Procedía en forma sistemática. Cuando el director lo hubo culturalizado un poco sobre música de cámara, sinfonías, conciertos, ópera, pasó al rock que, por cierto, el otro no hubiese podido enseñarle. Disciplinado como era terminó construyendo una gráfica de días como quien hace un tratamiento con pastillas. «Hoy es 15 de abril. Meter presos a dos rockeros sin falta. Un hombre y una mujer. Preferentemente, que no sean amantes ni nada y que ni siquiera se conozcan; así evito el riesgo de que el uno sea la fuente de información y punto de vista del mundo del otro, y tendré dos informaciones», anotó en su agenda.

En cierto sentido era admirable. Cuando el Kratos se retiraba de la presencia monitorial, luego de «causar una fuerte impresión», el Jefe de Estado comentaba ante los presentes: «Pero qué imbécil es este tipo».

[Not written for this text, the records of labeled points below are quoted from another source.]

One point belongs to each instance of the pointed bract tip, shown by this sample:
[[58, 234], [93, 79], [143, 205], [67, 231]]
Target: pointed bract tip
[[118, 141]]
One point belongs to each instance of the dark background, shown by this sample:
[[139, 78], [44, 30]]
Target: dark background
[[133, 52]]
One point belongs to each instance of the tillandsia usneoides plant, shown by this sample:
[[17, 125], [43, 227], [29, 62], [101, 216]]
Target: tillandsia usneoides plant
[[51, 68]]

Describiremos ahora la parte superior del edificio, la cual tenía una importancia fundamental en la vida del Monitor. Allí había una amplia terraza, la cual daba nombre a toda la construcción. Encontrábase allí un águila triunfante, de piedra, de tamaño heroico y alas extendidas en expresión solar. Era visible desde gran distancia. Disimuladas en los cuatro ángulos de la terraza se hallaban los extremos de las defensas antimisil, compuestas por campos de fuerza. El sordo rumor de estas máquinas se dejaba oír en los pisos más altos.

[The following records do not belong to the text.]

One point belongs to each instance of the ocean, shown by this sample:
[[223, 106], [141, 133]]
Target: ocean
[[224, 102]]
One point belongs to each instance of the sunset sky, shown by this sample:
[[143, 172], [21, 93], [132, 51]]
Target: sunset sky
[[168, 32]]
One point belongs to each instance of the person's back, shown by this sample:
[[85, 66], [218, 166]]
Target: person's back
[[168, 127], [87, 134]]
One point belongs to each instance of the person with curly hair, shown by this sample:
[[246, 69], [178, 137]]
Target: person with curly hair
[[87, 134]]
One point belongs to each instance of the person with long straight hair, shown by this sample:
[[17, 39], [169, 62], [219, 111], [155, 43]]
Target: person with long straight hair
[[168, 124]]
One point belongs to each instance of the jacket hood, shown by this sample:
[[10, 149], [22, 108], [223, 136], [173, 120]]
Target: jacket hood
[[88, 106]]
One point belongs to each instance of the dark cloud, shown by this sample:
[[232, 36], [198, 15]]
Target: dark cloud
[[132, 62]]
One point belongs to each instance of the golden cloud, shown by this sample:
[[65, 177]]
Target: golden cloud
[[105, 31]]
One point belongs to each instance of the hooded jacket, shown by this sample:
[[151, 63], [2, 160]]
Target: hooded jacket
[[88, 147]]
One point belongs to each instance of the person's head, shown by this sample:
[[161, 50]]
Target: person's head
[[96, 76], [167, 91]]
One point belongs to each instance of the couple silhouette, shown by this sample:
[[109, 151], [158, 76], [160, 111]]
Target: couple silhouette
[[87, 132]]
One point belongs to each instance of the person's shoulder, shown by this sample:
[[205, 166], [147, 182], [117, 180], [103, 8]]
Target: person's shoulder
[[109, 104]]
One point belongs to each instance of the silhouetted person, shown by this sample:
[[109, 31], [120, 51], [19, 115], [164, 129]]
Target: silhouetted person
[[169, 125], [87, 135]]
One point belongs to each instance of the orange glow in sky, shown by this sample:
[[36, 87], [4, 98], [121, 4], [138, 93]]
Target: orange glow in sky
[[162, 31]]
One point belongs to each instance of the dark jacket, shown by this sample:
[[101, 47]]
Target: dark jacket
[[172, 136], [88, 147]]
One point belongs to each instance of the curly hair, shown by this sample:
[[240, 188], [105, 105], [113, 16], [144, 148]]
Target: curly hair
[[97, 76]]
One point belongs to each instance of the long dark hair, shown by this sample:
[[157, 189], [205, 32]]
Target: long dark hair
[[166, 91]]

Toda la parte superior de la construcción, correspondiente a la arquitectura del águila, estaba diseñada en forma de escalinatas progresivas y con especies de altiplanicies de concreto, angulado todo de manera que el Águila Monitora fuese el lugar más alto y central. Pero no sólo por ser el sitio más elevado —eso habría sido fácil de hacer—, sino debido a la preocupación del arquitecto por conseguir que de manera óptica, vectorial, todas las líneas de fuerza convergieran hacia este punto de águila. Había otros dos de tales pájaros bélicos, idénticos pero más pequeños y tributarios, al lado del primero, como guerreros escoltando a su jefe. No hacían sino exaltar la grandeza marcial de la vigorosa ave del centro.

De manera que todos los tramos de escaleras, voladizos, subterrazas y plataformas semejaban fragmentos de distintas figuras geométricas de conducción al águila rectora. Como si ella fuese la resultante de una suma de vectores.

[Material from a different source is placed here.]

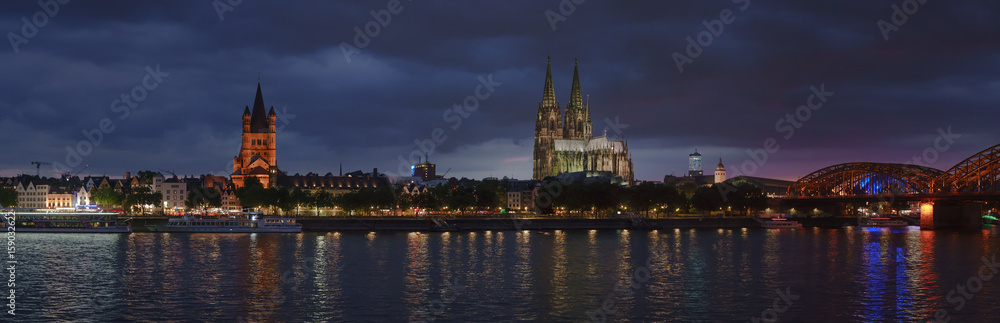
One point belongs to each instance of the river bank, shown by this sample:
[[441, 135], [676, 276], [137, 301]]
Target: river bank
[[483, 224]]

Este sitio tenía una gran importancia para el Monitor pues allí recuperaba parte de su calma y energía. Podía «ver» a la Tecnocracia toda junta: en pasado, presente y, hasta un punto, en futuro. Allí a veces tomaba sol con sus visitantes, pero en muchas oportunidades usaba el lugar como terraza de meditación. Pasaba una o dos horas con las manos unidas delante suyo, caminando lentamente y pensando.

De Gaula, quien cierto día lo miraba desde el astral, dijo para sí mismo al verlo marchar sobre aquellos altos pavimentos: «Los Dioses te guarden en saga, mi Monitor».